Open chanhhoang99 opened 1 day ago
Seem like this issue points to the rclpy library. self._tasks in the /opt/ros/rolling/lib/python3.12/site-packages/rclpy/executors.py is getting bigger overtime.
Perhaps this should be filed with rclpy if its not from the application itself? What's your program look like?
Hi @SteveMacenski , Below is my python script
#!/usr/bin/env python3
import rclpy
from rclpy.node import Node
from nav2_simple_commander.robot_navigator import BasicNavigator, TaskResult
from geometry_msgs.msg import PoseStamped
import time
import json
class GoToPoseNode(Node):
def __init__(self):
super().__init__('go_to_pose_node')
# Initialize the BasicNavigator
self.navigator = BasicNavigator()
self.goalDataFile = '/home/hoc3hc/taste_ws/src/tasteRobot2/goal_database/goal_list.json'
self.goalData = self.loadGoalData(self.goalDataFile)
# Wait for Nav2 to start
self.get_logger().info('Waiting for Nav2 to be fully active...')

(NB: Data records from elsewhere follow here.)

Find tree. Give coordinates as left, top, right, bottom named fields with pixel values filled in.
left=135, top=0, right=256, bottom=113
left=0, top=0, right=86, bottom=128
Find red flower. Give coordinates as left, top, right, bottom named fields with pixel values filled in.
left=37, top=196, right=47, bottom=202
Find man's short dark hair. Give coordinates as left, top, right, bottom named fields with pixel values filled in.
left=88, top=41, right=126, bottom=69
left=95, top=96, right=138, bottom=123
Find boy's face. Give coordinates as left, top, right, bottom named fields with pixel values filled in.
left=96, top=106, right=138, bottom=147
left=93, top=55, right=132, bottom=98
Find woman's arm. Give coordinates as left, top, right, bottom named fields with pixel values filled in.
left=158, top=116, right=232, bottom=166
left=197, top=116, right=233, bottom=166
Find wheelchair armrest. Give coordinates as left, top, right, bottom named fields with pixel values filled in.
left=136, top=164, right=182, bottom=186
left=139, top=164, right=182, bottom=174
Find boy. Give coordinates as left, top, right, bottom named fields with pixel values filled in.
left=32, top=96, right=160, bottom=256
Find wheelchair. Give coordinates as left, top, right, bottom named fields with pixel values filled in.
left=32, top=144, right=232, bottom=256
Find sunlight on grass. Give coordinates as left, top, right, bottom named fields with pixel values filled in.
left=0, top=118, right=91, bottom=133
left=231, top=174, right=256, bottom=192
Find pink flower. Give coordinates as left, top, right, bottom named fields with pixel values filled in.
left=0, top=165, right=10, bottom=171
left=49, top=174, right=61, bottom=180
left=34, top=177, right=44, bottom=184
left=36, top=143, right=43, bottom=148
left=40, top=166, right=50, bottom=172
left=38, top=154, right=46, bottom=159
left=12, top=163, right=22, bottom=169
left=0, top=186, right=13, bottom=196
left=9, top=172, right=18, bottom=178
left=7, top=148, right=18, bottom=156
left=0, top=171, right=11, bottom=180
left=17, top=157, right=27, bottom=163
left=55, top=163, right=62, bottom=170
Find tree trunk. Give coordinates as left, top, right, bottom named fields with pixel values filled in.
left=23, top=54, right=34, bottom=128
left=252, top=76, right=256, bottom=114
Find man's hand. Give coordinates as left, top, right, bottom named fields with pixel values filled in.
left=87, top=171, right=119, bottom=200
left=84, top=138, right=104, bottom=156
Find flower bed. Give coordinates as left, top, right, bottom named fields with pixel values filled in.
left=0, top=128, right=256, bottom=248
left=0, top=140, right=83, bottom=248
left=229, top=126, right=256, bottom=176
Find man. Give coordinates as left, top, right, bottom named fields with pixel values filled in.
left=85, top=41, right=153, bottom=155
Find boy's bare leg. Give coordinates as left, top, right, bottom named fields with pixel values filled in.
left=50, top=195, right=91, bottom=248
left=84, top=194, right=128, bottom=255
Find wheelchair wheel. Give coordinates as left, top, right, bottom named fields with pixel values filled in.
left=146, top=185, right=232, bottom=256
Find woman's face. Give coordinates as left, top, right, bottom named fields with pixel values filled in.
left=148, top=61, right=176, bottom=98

self.navigator.waitUntilNav2Active()
# Define a pose goal (example: x = 2.0, y = 2.0, orientation = 0)
counter_goal = 0
while True:
for item in self.goalData:
goal = self.goalData[item]
goal_pose = PoseStamped()
goal_pose.header.frame_id = 'map'
goal_pose.header.stamp = self.get_clock().now().to_msg()
# Map goal data to PoseStamped fields
goal_pose.pose.position.x = goal['x']
goal_pose.pose.position.y = goal['y']
goal_pose.pose.position.z = 0.0 # Assuming 2D navigation, z is set to 0.0
goal_pose.pose.orientation.x = 0.0
goal_pose.pose.orientation.y = 0.0
goal_pose.pose.orientation.z = goal['z']
goal_pose.pose.orientation.w = goal['w']
# Send the goal to Nav2
self.get_logger().info(f'Going to goal: ({goal_pose.pose.position.x}, {goal_pose.pose.position.y})')
self.navigator.goToPose(goal_pose)
# Monitor the navigation status
self.monitor_navigation()
counter_goal = counter_goal + 1
self.get_logger().info(f'Execute goal : {counter_goal}')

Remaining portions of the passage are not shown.